Lyn Tieu, University of Toronto

Wed, 4/17 · 4:30 pm6:00 pm · 1-S-5 Green Hall

Program in Linguistics

Research in contemporary semantics has uncovered a typology of linguistic inferences, characterized by their conversational status and their behavior in complex sentences. This typology of linguistic inferences is usually thought to be specific to language and in part lexically encoded in the meanings of words. In this talk, I will present experimental evidence of implicatures, presuppositions, homogeneity inferences, and supplements, triggered variously by gestures, visual animations, sound effects, and emoji. The finding that we can replicate what are normally thought to be language-specific inferences – using non-words – raises new questions and challenges regarding the fundamental nature of linguistic inferences and how we might acquire them.

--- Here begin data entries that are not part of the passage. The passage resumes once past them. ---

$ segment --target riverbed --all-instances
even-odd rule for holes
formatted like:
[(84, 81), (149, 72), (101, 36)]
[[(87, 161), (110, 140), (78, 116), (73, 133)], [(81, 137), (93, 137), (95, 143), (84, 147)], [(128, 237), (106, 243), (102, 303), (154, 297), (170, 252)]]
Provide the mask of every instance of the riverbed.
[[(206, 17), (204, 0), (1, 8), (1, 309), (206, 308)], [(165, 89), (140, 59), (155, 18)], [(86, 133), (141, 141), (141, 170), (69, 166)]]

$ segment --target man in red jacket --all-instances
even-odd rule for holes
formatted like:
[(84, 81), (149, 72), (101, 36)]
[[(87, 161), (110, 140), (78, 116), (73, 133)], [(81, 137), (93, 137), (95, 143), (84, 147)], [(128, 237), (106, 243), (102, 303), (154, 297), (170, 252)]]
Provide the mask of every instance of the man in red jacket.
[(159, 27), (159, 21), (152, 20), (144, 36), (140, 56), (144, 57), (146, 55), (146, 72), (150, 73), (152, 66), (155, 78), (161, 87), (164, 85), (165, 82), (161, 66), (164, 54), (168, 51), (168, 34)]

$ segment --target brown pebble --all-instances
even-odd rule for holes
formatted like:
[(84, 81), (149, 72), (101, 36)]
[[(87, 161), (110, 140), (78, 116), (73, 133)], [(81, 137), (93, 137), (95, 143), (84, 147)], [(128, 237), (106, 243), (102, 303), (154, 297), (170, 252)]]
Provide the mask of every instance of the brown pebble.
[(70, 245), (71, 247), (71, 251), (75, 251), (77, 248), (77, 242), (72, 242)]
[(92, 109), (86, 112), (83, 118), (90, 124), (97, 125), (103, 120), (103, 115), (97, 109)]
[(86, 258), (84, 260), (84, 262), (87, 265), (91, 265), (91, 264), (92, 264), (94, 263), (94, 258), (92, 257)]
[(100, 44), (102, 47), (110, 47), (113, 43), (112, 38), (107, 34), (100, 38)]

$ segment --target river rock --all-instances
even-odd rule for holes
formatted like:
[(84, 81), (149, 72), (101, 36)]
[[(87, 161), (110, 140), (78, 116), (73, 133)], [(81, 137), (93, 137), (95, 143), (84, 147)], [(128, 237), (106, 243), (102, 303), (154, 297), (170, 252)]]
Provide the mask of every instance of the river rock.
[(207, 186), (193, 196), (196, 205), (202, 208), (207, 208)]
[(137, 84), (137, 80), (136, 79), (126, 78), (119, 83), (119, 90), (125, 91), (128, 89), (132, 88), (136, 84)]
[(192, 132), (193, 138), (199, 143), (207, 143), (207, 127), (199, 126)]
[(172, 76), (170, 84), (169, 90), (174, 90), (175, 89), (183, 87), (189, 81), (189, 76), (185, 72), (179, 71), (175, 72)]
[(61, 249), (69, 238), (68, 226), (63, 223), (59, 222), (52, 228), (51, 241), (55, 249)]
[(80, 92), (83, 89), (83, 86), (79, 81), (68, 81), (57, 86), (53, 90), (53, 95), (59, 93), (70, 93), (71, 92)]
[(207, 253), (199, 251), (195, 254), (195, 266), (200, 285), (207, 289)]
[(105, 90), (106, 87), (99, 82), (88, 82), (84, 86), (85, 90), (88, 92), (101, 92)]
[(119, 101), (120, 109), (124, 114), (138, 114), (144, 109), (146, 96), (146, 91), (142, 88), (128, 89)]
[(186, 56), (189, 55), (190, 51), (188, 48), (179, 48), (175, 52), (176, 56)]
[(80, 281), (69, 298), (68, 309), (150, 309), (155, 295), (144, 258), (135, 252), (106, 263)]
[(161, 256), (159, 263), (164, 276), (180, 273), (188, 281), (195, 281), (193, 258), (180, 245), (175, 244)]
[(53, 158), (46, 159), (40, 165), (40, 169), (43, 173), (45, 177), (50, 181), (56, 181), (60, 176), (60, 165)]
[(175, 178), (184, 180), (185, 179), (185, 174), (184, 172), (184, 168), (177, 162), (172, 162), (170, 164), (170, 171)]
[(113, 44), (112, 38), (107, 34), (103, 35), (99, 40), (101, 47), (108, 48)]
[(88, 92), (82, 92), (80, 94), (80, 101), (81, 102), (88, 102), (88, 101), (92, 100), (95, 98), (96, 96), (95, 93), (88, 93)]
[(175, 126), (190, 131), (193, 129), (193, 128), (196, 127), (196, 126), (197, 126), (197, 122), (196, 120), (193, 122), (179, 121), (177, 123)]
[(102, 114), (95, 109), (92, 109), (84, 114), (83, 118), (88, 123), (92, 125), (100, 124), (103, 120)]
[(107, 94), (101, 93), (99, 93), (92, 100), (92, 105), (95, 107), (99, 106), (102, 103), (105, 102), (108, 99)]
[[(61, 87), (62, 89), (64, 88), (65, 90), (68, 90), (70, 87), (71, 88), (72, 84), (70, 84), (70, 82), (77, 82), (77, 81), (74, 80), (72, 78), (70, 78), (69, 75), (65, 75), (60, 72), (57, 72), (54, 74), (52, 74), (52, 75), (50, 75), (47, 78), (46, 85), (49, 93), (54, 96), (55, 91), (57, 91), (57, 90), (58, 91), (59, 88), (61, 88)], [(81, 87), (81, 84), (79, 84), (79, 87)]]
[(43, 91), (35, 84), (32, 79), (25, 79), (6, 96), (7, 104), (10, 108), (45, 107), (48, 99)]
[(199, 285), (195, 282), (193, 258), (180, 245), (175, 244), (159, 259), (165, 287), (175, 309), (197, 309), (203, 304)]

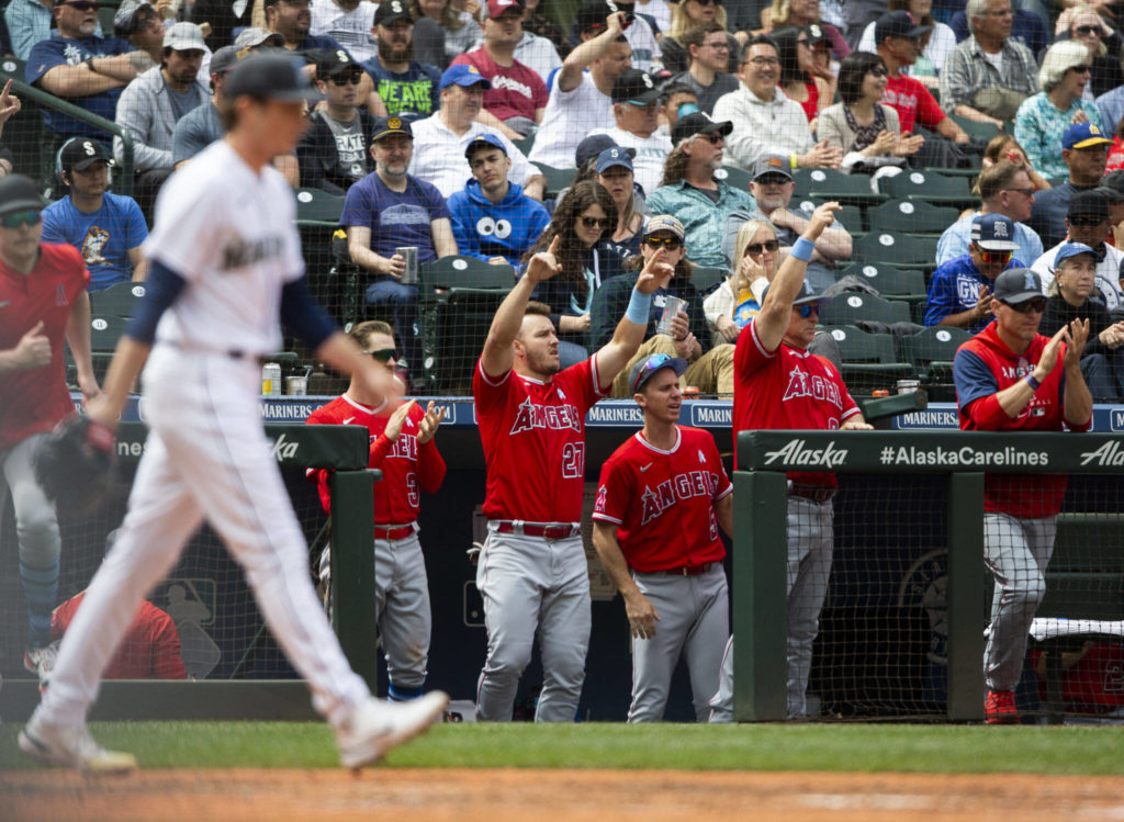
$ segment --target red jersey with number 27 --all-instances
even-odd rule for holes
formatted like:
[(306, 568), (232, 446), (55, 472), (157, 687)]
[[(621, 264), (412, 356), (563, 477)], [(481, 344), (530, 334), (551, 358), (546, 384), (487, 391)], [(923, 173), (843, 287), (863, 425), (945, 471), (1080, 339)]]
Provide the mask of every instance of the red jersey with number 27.
[(601, 467), (593, 518), (617, 525), (628, 567), (641, 573), (720, 562), (714, 503), (734, 490), (707, 431), (676, 426), (674, 448), (631, 436)]
[[(391, 442), (387, 435), (390, 416), (381, 409), (369, 408), (348, 397), (336, 397), (312, 412), (306, 421), (309, 425), (364, 425), (370, 432), (371, 461), (368, 468), (382, 471), (382, 481), (374, 484), (374, 522), (379, 525), (407, 525), (416, 522), (422, 507), (422, 495), (434, 494), (445, 479), (445, 460), (437, 445), (429, 440), (418, 445), (418, 422), (425, 418), (420, 405), (414, 406), (398, 440)], [(328, 471), (309, 469), (309, 479), (315, 479), (325, 511), (332, 505), (328, 493)], [(420, 490), (419, 490), (420, 489)]]
[[(756, 318), (734, 349), (734, 436), (740, 431), (832, 431), (859, 413), (843, 378), (818, 354), (781, 342), (765, 351)], [(737, 464), (737, 453), (734, 453)], [(836, 487), (834, 473), (789, 473), (794, 482)]]
[(602, 396), (597, 358), (540, 382), (508, 371), (472, 378), (488, 486), (484, 516), (532, 523), (581, 521), (586, 413)]

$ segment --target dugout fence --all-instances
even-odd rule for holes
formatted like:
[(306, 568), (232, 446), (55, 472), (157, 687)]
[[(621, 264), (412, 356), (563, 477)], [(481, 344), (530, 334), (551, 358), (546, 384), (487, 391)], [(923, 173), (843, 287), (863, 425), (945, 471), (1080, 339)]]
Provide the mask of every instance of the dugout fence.
[(737, 721), (787, 715), (788, 471), (840, 482), (813, 717), (984, 719), (985, 472), (1069, 476), (1021, 710), (1059, 721), (1124, 704), (1124, 436), (758, 431), (738, 436), (737, 455)]

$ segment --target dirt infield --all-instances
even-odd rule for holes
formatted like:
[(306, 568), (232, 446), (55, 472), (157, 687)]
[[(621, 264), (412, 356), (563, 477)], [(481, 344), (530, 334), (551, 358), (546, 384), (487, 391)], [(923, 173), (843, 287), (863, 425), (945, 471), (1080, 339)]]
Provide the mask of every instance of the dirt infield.
[(631, 770), (0, 771), (4, 820), (1124, 820), (1124, 778)]

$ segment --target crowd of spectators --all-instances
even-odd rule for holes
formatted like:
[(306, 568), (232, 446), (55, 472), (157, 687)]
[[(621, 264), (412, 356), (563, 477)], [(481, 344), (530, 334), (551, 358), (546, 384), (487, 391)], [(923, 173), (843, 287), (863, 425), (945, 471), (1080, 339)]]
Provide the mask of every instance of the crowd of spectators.
[[(572, 20), (537, 6), (124, 0), (105, 30), (90, 0), (10, 0), (2, 47), (25, 61), (26, 81), (120, 129), (40, 106), (47, 160), (18, 170), (54, 193), (45, 237), (82, 252), (91, 290), (143, 279), (164, 180), (224, 134), (225, 74), (287, 49), (323, 99), (274, 163), (293, 188), (341, 198), (364, 310), (393, 315), (415, 369), (419, 291), (402, 282), (399, 249), (519, 277), (558, 237), (563, 273), (537, 298), (564, 364), (604, 342), (611, 324), (598, 311), (616, 316), (614, 295), (664, 247), (677, 275), (656, 304), (685, 299), (687, 316), (653, 334), (667, 340), (649, 353), (705, 362), (706, 385), (728, 394), (713, 352), (736, 338), (807, 225), (801, 173), (868, 174), (872, 196), (915, 170), (972, 174), (978, 206), (949, 218), (921, 267), (925, 325), (981, 329), (990, 283), (1022, 267), (1073, 310), (1095, 305), (1112, 323), (1124, 313), (1124, 38), (1104, 4), (1045, 19), (1012, 0), (584, 0)], [(13, 100), (0, 100), (2, 120), (18, 114)], [(0, 172), (13, 162), (0, 154)], [(124, 168), (132, 198), (111, 191)], [(816, 289), (855, 259), (854, 219), (816, 243)], [(1090, 251), (1067, 255), (1071, 244)], [(726, 277), (696, 290), (703, 269)], [(1115, 340), (1104, 342), (1109, 370)]]

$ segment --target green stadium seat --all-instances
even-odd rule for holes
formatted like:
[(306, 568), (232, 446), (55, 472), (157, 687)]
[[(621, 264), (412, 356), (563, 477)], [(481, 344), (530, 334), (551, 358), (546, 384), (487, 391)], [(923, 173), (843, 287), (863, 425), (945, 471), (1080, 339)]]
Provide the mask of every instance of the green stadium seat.
[(910, 237), (897, 232), (871, 232), (854, 242), (852, 256), (860, 262), (932, 271), (936, 268), (936, 240)]
[(960, 210), (925, 200), (890, 200), (867, 209), (871, 232), (941, 235), (960, 218)]

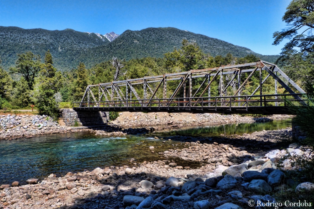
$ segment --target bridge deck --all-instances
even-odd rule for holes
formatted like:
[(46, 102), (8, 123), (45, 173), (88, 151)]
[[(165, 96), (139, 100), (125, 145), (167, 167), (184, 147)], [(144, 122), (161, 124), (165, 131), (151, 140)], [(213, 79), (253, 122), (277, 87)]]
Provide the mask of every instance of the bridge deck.
[[(73, 102), (77, 111), (217, 113), (224, 114), (293, 114), (289, 102), (302, 100), (293, 96), (300, 94), (156, 99)], [(257, 97), (249, 99), (251, 97)]]

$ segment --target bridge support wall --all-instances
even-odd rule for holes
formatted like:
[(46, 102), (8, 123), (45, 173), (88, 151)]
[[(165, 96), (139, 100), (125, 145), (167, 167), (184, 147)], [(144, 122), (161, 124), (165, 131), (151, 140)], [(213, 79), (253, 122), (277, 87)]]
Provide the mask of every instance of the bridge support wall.
[(79, 126), (106, 125), (109, 120), (109, 112), (75, 111), (73, 109), (61, 110), (62, 119), (67, 126), (74, 126), (76, 122)]

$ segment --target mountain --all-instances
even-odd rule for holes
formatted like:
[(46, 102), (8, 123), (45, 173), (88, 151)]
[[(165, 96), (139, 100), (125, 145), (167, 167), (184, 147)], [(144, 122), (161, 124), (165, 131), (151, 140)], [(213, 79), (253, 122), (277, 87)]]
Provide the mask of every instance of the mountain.
[(204, 52), (212, 56), (224, 56), (228, 52), (237, 56), (252, 54), (272, 62), (279, 56), (263, 55), (247, 48), (173, 28), (128, 30), (119, 35), (113, 32), (101, 35), (69, 29), (51, 31), (0, 26), (0, 58), (8, 69), (14, 65), (18, 54), (31, 51), (43, 57), (49, 49), (55, 66), (63, 71), (75, 67), (80, 61), (90, 67), (113, 56), (127, 60), (161, 57), (174, 47), (179, 48), (183, 39), (196, 42)]
[(119, 36), (119, 35), (117, 34), (114, 32), (111, 32), (111, 33), (106, 34), (105, 35), (104, 35), (110, 42), (114, 40), (115, 39), (117, 38), (118, 36)]

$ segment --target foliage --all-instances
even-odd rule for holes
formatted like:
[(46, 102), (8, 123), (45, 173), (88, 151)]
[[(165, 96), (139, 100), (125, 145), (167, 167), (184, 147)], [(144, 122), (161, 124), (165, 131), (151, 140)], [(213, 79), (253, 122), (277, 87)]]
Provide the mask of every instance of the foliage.
[[(1, 63), (0, 60), (0, 64)], [(11, 90), (11, 84), (12, 79), (0, 65), (0, 97), (7, 99), (9, 99), (10, 91)]]
[(12, 86), (11, 100), (13, 105), (18, 108), (29, 107), (32, 102), (32, 92), (24, 77), (21, 77), (18, 81), (14, 82)]
[(59, 104), (59, 108), (68, 108), (72, 107), (72, 103), (68, 102), (60, 102)]
[(33, 88), (35, 78), (42, 67), (41, 56), (35, 55), (31, 51), (18, 55), (18, 60), (14, 67), (9, 69), (11, 74), (19, 74), (22, 75), (27, 82), (31, 90)]
[(53, 67), (49, 50), (46, 53), (45, 64), (36, 78), (34, 90), (34, 101), (40, 114), (56, 118), (58, 108), (57, 92), (62, 86), (61, 72)]
[[(312, 93), (314, 92), (312, 92)], [(312, 95), (313, 94), (312, 93)], [(314, 98), (312, 96), (305, 96), (304, 100), (307, 105), (299, 106), (287, 101), (288, 105), (291, 111), (295, 113), (295, 116), (292, 119), (292, 123), (298, 126), (300, 129), (307, 133), (306, 137), (299, 137), (295, 139), (303, 146), (304, 153), (300, 155), (288, 154), (282, 161), (290, 159), (292, 166), (297, 165), (303, 169), (305, 175), (314, 179), (314, 130), (312, 124), (314, 123)]]
[[(314, 52), (314, 2), (312, 0), (293, 0), (282, 17), (288, 27), (273, 34), (273, 44), (277, 45), (285, 39), (290, 40), (283, 49), (286, 52), (297, 50), (301, 52)], [(307, 34), (307, 35), (306, 35)]]
[(263, 56), (245, 47), (173, 28), (127, 30), (111, 42), (94, 33), (69, 29), (50, 31), (0, 26), (0, 56), (6, 70), (14, 65), (17, 54), (31, 51), (43, 57), (48, 49), (54, 58), (55, 67), (62, 72), (76, 67), (79, 61), (90, 68), (114, 56), (127, 60), (160, 58), (174, 48), (179, 47), (183, 39), (198, 43), (204, 53), (214, 56), (225, 56), (230, 53), (240, 57), (252, 54), (271, 62), (279, 57)]
[(119, 117), (119, 113), (118, 112), (109, 112), (109, 119), (111, 121), (116, 120)]
[(80, 101), (89, 82), (87, 71), (84, 63), (80, 63), (75, 70), (75, 73), (76, 79), (74, 80), (71, 90), (72, 100), (73, 101)]

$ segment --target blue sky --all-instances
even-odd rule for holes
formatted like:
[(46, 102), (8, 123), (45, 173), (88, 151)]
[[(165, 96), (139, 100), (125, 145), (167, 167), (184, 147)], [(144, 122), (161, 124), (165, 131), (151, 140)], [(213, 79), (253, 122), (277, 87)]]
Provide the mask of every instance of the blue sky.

Lyn Tieu is an Assistant Professor in the Department of French at the University of Toronto. She is also an Adjunct Fellow with the MARCS Institute for Brain, Behaviour & Development at Western Sydney University and an Honorary Senior Research Fellow in the Department of Linguistics at Macquarie University. Lyn conducts research in experimental and developmental semantics and pragmatics, using experimental methods to investigate the nature of linguistic meaning and how it is acquired by young children. Lyn also currently serves as Co-Editor-in-Chief at Glossa: a journal of general linguistics.